Journal article

MLKL trafficking and accumulation at the plasma membrane control the kinetics and threshold for necroptosis

Andre L Samson, Ying Zhang, Niall D Geoghegan, Xavier J Gavin, Katherine A Davies, Michael J Mlodzianoski, Lachlan W Whitehead, Daniel Frank, Sarah E Garnish, Cheree Fitzgibbon, Anne Hempel, Samuel N Young, Annette V Jacobsen, Wayne Cawthorne, Emma J Petrie, Maree C Faux, Kristy Shield-Artin, Najoua Lalaoui, Joanne M Hildebrand, John Silke Show all

Nature Communications | NATURE PUBLISHING GROUP | Published : 2020

Abstract

Mixed lineage kinase domain-like (MLKL) is the terminal protein in the pro-inflammatory necroptotic cell death program.
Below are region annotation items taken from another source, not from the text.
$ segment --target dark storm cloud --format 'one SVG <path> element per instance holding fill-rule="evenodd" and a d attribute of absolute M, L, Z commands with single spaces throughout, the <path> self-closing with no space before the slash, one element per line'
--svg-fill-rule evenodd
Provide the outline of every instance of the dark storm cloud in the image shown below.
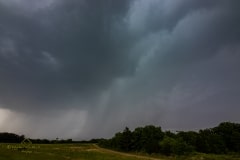
<path fill-rule="evenodd" d="M 114 78 L 132 74 L 128 44 L 118 43 L 114 33 L 127 1 L 61 1 L 28 13 L 32 16 L 10 9 L 1 14 L 1 74 L 6 72 L 1 84 L 18 106 L 25 105 L 23 99 L 37 97 L 40 103 L 71 92 L 98 92 Z"/>
<path fill-rule="evenodd" d="M 0 0 L 0 107 L 75 137 L 239 121 L 239 5 Z"/>

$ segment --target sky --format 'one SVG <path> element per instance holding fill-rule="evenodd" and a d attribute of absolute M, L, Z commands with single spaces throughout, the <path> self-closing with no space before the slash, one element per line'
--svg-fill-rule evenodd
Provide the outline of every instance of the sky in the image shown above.
<path fill-rule="evenodd" d="M 240 122 L 239 0 L 0 0 L 0 132 L 110 138 Z"/>

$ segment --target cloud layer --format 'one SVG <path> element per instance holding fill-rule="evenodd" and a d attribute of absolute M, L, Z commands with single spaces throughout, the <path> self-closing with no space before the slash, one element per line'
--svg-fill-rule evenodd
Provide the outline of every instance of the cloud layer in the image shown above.
<path fill-rule="evenodd" d="M 239 5 L 0 0 L 1 131 L 91 138 L 239 122 Z"/>

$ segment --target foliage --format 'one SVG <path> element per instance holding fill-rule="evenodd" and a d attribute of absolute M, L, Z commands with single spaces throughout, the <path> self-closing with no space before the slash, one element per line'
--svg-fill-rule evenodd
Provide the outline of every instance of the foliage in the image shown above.
<path fill-rule="evenodd" d="M 152 125 L 138 127 L 133 132 L 125 128 L 99 144 L 120 151 L 186 155 L 191 152 L 225 154 L 240 153 L 240 124 L 223 122 L 217 127 L 194 131 L 163 132 Z"/>

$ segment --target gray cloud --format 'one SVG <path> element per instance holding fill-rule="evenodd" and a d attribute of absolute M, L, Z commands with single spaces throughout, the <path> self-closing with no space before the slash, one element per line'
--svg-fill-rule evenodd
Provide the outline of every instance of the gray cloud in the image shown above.
<path fill-rule="evenodd" d="M 3 128 L 89 138 L 239 121 L 239 2 L 20 1 L 0 1 L 0 114 L 32 129 Z"/>

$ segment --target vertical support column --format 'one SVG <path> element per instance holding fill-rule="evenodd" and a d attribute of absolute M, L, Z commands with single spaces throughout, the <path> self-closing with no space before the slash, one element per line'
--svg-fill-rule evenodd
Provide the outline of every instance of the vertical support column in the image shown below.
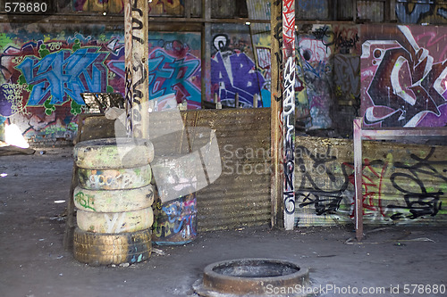
<path fill-rule="evenodd" d="M 127 0 L 124 6 L 126 111 L 128 133 L 148 136 L 149 100 L 148 0 Z"/>
<path fill-rule="evenodd" d="M 211 95 L 211 1 L 202 0 L 202 15 L 205 22 L 201 37 L 202 102 L 213 98 Z"/>
<path fill-rule="evenodd" d="M 295 0 L 283 0 L 283 136 L 284 228 L 295 222 Z"/>
<path fill-rule="evenodd" d="M 283 1 L 271 0 L 271 152 L 272 227 L 283 225 Z"/>
<path fill-rule="evenodd" d="M 354 120 L 354 183 L 356 238 L 363 238 L 363 191 L 362 191 L 362 118 Z"/>
<path fill-rule="evenodd" d="M 126 109 L 126 132 L 132 134 L 132 0 L 124 1 L 124 107 Z"/>

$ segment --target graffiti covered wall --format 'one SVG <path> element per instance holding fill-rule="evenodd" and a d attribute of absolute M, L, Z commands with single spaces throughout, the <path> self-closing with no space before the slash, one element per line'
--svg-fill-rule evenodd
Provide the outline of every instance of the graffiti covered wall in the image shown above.
<path fill-rule="evenodd" d="M 174 95 L 177 103 L 200 108 L 200 34 L 149 32 L 149 100 Z"/>
<path fill-rule="evenodd" d="M 432 26 L 363 26 L 361 114 L 380 127 L 447 125 L 447 34 Z"/>
<path fill-rule="evenodd" d="M 1 28 L 0 123 L 16 124 L 29 141 L 72 140 L 80 93 L 123 92 L 122 28 Z"/>
<path fill-rule="evenodd" d="M 353 144 L 297 137 L 297 226 L 351 222 Z M 364 142 L 366 224 L 447 225 L 447 152 L 443 146 Z"/>
<path fill-rule="evenodd" d="M 253 106 L 255 95 L 262 97 L 257 106 L 270 106 L 270 62 L 266 63 L 270 55 L 258 47 L 265 56 L 263 67 L 257 66 L 249 27 L 213 25 L 212 32 L 211 93 L 217 94 L 224 105 L 234 106 L 238 94 L 242 107 Z"/>

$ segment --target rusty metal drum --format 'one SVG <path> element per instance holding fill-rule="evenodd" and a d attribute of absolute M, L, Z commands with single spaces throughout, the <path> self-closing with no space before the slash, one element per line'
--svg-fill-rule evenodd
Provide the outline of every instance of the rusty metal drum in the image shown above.
<path fill-rule="evenodd" d="M 162 203 L 154 204 L 152 241 L 158 245 L 181 245 L 197 237 L 197 200 L 192 193 Z"/>

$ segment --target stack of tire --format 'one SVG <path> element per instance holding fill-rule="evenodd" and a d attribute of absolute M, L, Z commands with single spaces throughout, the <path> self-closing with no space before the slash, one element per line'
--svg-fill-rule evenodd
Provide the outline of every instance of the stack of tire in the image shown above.
<path fill-rule="evenodd" d="M 134 264 L 152 252 L 154 188 L 148 140 L 105 138 L 74 147 L 74 258 L 90 265 Z"/>

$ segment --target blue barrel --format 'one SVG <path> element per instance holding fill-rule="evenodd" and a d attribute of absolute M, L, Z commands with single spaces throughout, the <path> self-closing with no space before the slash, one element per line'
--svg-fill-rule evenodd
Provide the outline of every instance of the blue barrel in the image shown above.
<path fill-rule="evenodd" d="M 154 203 L 152 242 L 158 245 L 181 245 L 197 237 L 197 199 L 192 193 L 162 203 Z"/>

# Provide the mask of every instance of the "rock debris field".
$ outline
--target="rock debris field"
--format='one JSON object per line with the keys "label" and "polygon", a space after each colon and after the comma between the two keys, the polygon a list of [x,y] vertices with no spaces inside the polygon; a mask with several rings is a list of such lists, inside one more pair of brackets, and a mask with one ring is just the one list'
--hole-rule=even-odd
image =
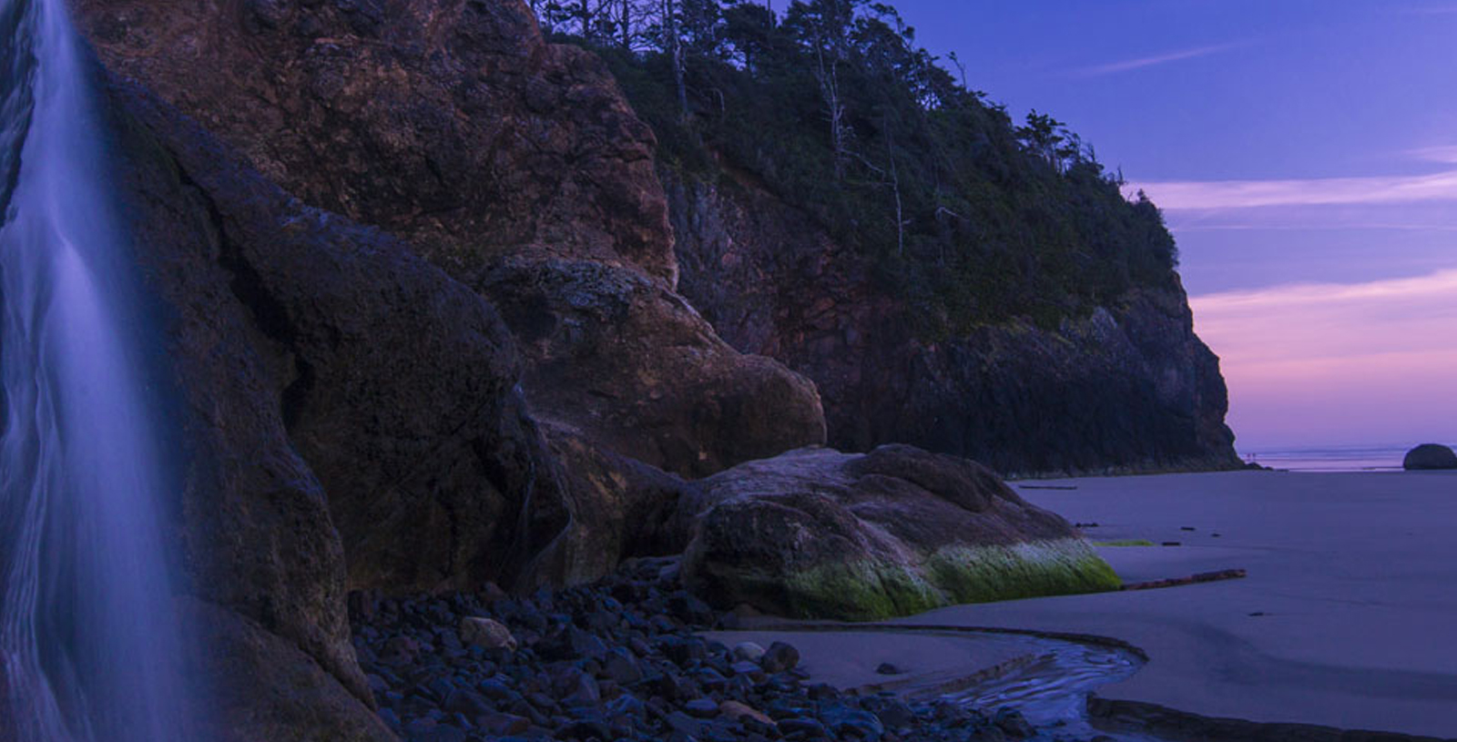
{"label": "rock debris field", "polygon": [[675,560],[530,598],[354,593],[350,618],[380,717],[409,742],[1077,739],[1010,708],[814,684],[787,643],[701,637],[739,620],[682,590]]}

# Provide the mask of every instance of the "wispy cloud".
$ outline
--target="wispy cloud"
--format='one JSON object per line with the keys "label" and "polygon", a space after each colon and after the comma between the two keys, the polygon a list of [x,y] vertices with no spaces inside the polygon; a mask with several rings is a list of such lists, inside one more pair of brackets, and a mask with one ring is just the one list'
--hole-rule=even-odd
{"label": "wispy cloud", "polygon": [[1166,210],[1454,201],[1457,171],[1370,178],[1167,181],[1128,188],[1129,192],[1138,190]]}
{"label": "wispy cloud", "polygon": [[1214,44],[1209,47],[1193,47],[1187,50],[1170,51],[1167,54],[1155,54],[1152,57],[1138,57],[1134,60],[1113,61],[1107,64],[1097,64],[1093,67],[1083,67],[1072,70],[1074,77],[1099,77],[1103,74],[1118,74],[1123,71],[1142,70],[1144,67],[1157,67],[1160,64],[1169,64],[1173,61],[1193,60],[1198,57],[1208,57],[1211,54],[1220,54],[1221,51],[1230,51],[1233,48],[1243,47],[1244,44]]}
{"label": "wispy cloud", "polygon": [[1406,156],[1422,162],[1441,162],[1457,165],[1457,144],[1442,144],[1438,147],[1418,147],[1406,150]]}
{"label": "wispy cloud", "polygon": [[1457,268],[1190,297],[1237,433],[1271,442],[1453,434]]}

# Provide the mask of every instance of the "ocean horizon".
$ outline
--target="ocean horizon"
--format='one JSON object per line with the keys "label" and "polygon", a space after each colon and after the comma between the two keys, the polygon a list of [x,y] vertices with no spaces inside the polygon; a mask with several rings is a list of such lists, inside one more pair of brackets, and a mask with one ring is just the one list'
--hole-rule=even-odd
{"label": "ocean horizon", "polygon": [[[1415,445],[1413,445],[1415,446]],[[1240,450],[1240,458],[1272,469],[1304,472],[1402,471],[1413,446],[1321,446]]]}

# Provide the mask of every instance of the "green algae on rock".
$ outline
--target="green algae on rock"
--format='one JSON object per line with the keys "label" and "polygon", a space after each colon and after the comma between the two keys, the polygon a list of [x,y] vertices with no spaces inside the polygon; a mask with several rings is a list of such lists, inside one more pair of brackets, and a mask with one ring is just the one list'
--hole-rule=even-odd
{"label": "green algae on rock", "polygon": [[1119,587],[1072,526],[956,456],[800,449],[699,484],[683,573],[723,606],[879,620]]}

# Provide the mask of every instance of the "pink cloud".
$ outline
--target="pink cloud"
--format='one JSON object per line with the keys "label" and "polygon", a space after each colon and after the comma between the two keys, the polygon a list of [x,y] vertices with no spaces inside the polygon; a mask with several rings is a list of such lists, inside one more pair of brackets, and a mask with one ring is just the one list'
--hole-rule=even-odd
{"label": "pink cloud", "polygon": [[1457,201],[1457,171],[1370,178],[1164,181],[1129,184],[1126,190],[1128,192],[1142,190],[1160,208],[1171,211]]}
{"label": "pink cloud", "polygon": [[1246,446],[1457,439],[1457,270],[1190,305]]}

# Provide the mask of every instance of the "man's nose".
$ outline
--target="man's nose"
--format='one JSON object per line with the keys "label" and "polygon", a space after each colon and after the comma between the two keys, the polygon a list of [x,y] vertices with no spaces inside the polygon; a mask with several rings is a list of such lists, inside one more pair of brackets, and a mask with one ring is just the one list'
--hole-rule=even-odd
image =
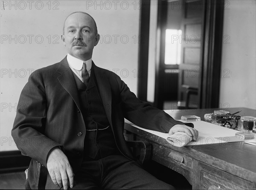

RIPK3-mediated phosphorylation is thought to initiate MLKL oligomerization, membrane translocation and membrane disruption, although the precise choreography of events is incompletely understood. Here, we use single-cell imaging approaches to map the chronology of endogenous human MLKL activation during necroptosis. During the effector phase of necroptosis, we observe that phosphorylated MLKL assembles into higher order species on presumed cytoplasmic necrosomes. Subsequently, MLKL co-traffics with tight junction proteins to the cell periphery via Golgi-microtubule-actin-de..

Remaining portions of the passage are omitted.